Neil says..

Neil says..

Neil farmer discusses why mergers and acquisitions are good news for the internation FMCG packaging industry …

 

NEIL SAYS chess mergersOver the past year I have observed with interest the spate of merger and acquisition activity in the consumer goods packaging sector. The deal that caught the eye was the purchase by RPC Group of the international closures business Global Closures Systems (GCS) for a reported £472 million. Having worked in the closure industry for many years, I know the expertise, innovation and technical skills within GCS. The deal will allow RPC to offer closure solutions with its extensive portfolio of rigid plastic packaging solutions. Global Closure Systems, a business with revenues of £426.6 million, produces closures and dispensing systems for consumer products in 100 countries.

It has a global reach with local presence, with 21 manufacturing sites and two mould shops in 13 countries. As 80% of RPC’s sales are in mainland Europe and it has operations in North America and China, the true geographic spread of the expanded group is clear to see. It’s only a year since RPC snapped up Promens of Iceland, a leading European producer of rigid plastics products for personal care, health care, chemicals, food and beverages. The other major deal is the proposed takeover by Ball of its metal packaging rival Rexam, which looked under threat in October when the EU raised objections owing to competition concerns, but got the go-ahead in January, subject to the divestment by Ball of 12 plants. The economic, geographic and technological benefits that applied to the RPC /GCS purchase also apply to the Ball/Rexam deal. Analysts say the combined company would have 60% of the North American market and 70% in Europe. In Brazil it would have 75%. Such deals mean major groups can access international fmcg producers. Unilever, Coca-Cola, Procter and Gamble and others want high quality packaging from a local source. By extending their reach, they extend their markets.
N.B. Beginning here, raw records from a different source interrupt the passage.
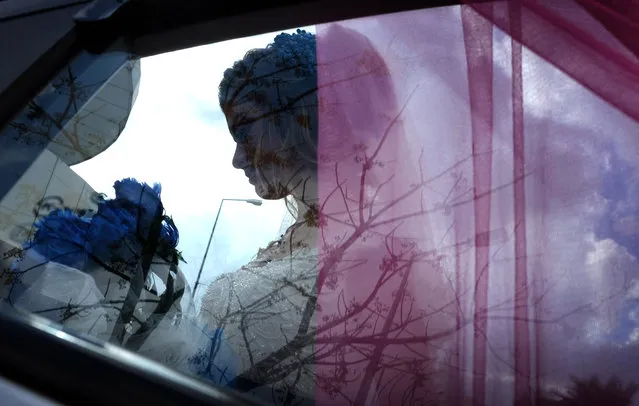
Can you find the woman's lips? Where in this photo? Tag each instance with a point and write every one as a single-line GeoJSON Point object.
{"type": "Point", "coordinates": [251, 176]}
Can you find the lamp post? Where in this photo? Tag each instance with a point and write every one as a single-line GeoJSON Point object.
{"type": "Point", "coordinates": [255, 202]}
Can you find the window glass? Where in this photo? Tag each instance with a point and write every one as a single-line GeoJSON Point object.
{"type": "Point", "coordinates": [422, 208]}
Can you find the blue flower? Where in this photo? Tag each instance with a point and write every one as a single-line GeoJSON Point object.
{"type": "Point", "coordinates": [111, 228]}
{"type": "Point", "coordinates": [144, 199]}
{"type": "Point", "coordinates": [109, 235]}
{"type": "Point", "coordinates": [216, 363]}
{"type": "Point", "coordinates": [297, 50]}
{"type": "Point", "coordinates": [62, 237]}
{"type": "Point", "coordinates": [170, 233]}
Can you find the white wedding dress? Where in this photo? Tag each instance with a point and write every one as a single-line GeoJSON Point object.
{"type": "Point", "coordinates": [261, 308]}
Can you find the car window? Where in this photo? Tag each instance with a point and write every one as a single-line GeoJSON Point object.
{"type": "Point", "coordinates": [421, 208]}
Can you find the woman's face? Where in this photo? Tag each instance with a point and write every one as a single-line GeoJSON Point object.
{"type": "Point", "coordinates": [263, 152]}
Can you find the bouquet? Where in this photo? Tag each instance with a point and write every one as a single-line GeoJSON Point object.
{"type": "Point", "coordinates": [113, 273]}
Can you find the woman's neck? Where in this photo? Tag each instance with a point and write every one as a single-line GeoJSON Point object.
{"type": "Point", "coordinates": [307, 200]}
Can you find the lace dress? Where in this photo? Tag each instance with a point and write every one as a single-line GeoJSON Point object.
{"type": "Point", "coordinates": [89, 303]}
{"type": "Point", "coordinates": [264, 310]}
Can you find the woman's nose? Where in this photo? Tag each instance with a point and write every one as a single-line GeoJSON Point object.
{"type": "Point", "coordinates": [239, 157]}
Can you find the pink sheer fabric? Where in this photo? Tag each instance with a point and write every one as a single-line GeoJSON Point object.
{"type": "Point", "coordinates": [479, 203]}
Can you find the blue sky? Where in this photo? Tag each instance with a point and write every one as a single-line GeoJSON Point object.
{"type": "Point", "coordinates": [176, 135]}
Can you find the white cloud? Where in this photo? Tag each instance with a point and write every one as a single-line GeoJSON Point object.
{"type": "Point", "coordinates": [177, 135]}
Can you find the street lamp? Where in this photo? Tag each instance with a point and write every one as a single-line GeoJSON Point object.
{"type": "Point", "coordinates": [255, 202]}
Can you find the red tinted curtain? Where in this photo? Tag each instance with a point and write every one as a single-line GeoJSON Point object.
{"type": "Point", "coordinates": [480, 205]}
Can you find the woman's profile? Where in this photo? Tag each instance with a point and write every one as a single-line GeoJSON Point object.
{"type": "Point", "coordinates": [280, 311]}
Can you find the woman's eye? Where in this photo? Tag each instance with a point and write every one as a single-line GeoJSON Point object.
{"type": "Point", "coordinates": [242, 132]}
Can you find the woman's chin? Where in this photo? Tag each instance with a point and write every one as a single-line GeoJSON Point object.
{"type": "Point", "coordinates": [267, 193]}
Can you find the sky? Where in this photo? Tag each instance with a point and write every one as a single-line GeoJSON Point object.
{"type": "Point", "coordinates": [176, 135]}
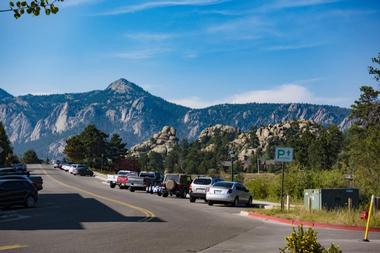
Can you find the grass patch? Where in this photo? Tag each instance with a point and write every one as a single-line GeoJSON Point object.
{"type": "Point", "coordinates": [338, 217]}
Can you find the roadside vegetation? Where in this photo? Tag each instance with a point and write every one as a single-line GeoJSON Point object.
{"type": "Point", "coordinates": [337, 216]}
{"type": "Point", "coordinates": [305, 241]}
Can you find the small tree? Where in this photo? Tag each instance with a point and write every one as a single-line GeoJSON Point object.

According The Economist Pocket World in Figures 2016, China’s GDP per person has risen eight-fold over the past 25 years to $6,807. China has pulled 600 million of its population above the poverty line. Its industrial output, which was one seventh of the Unites States’ in 1988, overlook it in 2010. In Latin America, South America and other parts of Asia, expanding consumer markets and growing GDP per head mean great opportunities for consumer goods producers and packaging groups.

In India there is massive investment in plastics technology. There are very low levels of plastic use. In November Indorama Ventures of Thailand purchased Micro Polypet Private Ltd, the sole manufacturer of PET resin in North India, with an estimated 12% of the country’s market share. India uses 1.3 pounds of PET per person annually compared with 5.7 pounds in China and 24 pounds in the USA. The company says PET consumption in India is growing at 20% pa, from a low base. It also said the average Indian drinks three litres of soft drinks a year, compared with 90 litres in the USA and, most significantly, PET only has a 30% share of India’s beverage market. For those of us excited by the prospects of emerging markets and international consumer goods packaging expansion, these statistics tell an positive story.